TUNISIE
12/01/2019 17h:22 CET

Tunisie: Le salaire proposé à un docteur en sciences biologiques fait polémique

L'annonce a été retirée après la vague de critiques.

FETHI BELAID via Getty Images

Le centre biologique de Borj Cedria s’est attiré les foudres de nombreux internautes depuis vendredi, lorsqu’il a lancé un appel à candidature plutôt surprenant.

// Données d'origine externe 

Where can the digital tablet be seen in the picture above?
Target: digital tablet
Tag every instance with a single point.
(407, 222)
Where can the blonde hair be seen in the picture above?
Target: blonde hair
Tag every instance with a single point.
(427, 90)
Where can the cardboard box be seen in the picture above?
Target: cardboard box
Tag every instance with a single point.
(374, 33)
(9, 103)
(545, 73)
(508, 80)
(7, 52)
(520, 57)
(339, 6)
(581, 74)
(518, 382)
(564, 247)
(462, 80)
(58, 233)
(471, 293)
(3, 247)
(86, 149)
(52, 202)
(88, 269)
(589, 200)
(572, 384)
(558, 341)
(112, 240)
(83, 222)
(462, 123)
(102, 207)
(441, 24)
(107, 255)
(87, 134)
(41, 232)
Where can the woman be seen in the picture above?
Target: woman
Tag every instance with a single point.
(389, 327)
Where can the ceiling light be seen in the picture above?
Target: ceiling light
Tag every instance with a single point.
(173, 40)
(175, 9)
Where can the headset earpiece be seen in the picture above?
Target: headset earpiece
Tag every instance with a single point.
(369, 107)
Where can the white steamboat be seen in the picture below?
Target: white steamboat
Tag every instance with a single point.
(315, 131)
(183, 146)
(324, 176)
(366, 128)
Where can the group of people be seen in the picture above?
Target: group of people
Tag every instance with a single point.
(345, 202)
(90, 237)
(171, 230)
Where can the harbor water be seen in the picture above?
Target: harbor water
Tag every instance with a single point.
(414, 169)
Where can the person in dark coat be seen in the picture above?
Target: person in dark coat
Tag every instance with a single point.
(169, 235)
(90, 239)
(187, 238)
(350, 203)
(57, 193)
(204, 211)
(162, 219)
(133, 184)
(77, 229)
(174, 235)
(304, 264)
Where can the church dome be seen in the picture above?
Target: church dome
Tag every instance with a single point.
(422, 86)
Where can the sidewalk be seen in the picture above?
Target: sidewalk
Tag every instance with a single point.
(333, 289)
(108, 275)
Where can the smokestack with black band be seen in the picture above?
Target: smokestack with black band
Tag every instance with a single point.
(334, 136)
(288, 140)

En effet, le centre envisage de recruter un docteur en sciences biologiques pour une durée de 10 mois, avec 495 dinars par mois, comme salaire brut. 495 dinars soit à peine plus que le SMIG

IJABA/Facebook

L’annonce a tout de suite enflammé la toile. Les internautes, choqués par une telle offre, se sont acharnés contre le centre biologique de Borj Cedria criant à l’injustice. 

Le syndicat des enseignants universitaires IJABA, a de son côté, réagi à cette polémique en exprimant, dans un post publié sur les réseaux sociaux, sa colère et son indignation face à ces conditions jugées médiocres. 

Ijaba/Facebook

“Des Institutions relevant du MES comptent embaucher à temps complet des titulaires de Doctorat pour 450 DT brut par mois. Un gardien d’immeuble toucherait plus que ça. Voilà pourquoi nous nous battons: Pour le mérite et la valeur de nos diplômes, la dignité des porteurs de nos diplômes, pour notre stature en tant que Docteurs, chercheurs et universitaires,” déplore IJABA.

Après cette vague de critiques, le centre biologique de Borj Cedria a décidé de retirer l’annonce en ajoutant “qu’elle sera republiée par la suite après la rectification de l’erreur”.  

“69% des titulaires de doctorat soit près de 3292 docteurs sont au chômage”, annonce la coordination des doctorants et docteurs de l’Université El Manar, lors d’un débat tenu, en avril 2017, à la Faculté des Sciences d’El Manar sur la réforme de la recherche scientifique.

Ce nombre, a-t-elle dit, est susceptible d’augmenter faute de perspectives d’emploi, rappelant à cet égard, les mouvements de protestation observés, récemment dans plusieurs universités tunisiennes à l’instar des universités de Bizerte, Monastir et Gabès.

Lors de ce débat, les représentants des doctorants et titulaires de doctorat ont été unanimes à souligner que le doctorat est devenu aujourd’hui une “malédiction” en Tunisie, en raison de plusieurs obstacles liés notamment à une mauvaise gouvernance et à l’absence d’une réelle volonté politique pour résoudre le problème de chômage.

Selon eux, cette “dure réalité” a entraîné la dégradation de la recherche scientifique et l’enseignement universitaire, le manque de rayonnement international de l’université tunisienne et l’augmentation du taux de chômage chez les titulaires de doctorat, outre la fuite des cerveaux.

D’après IJABA, plus de  4 mille enseignants universitaires ont émigré à l’étranger et 80% d’eux comptent aussi quitter le pays, selon les statistiques de l’institut tunisien des études stratégiques.

 

Le secrétariat d’Etat chargé de la migration et des Tunisiens à l’étranger classe les universitaires et les chercheurs au premier rang des compétences tunisiennes qui partent à l’étranger, avec un taux de 24% sur un total de 80% des compétences tunisiennes émigrantes.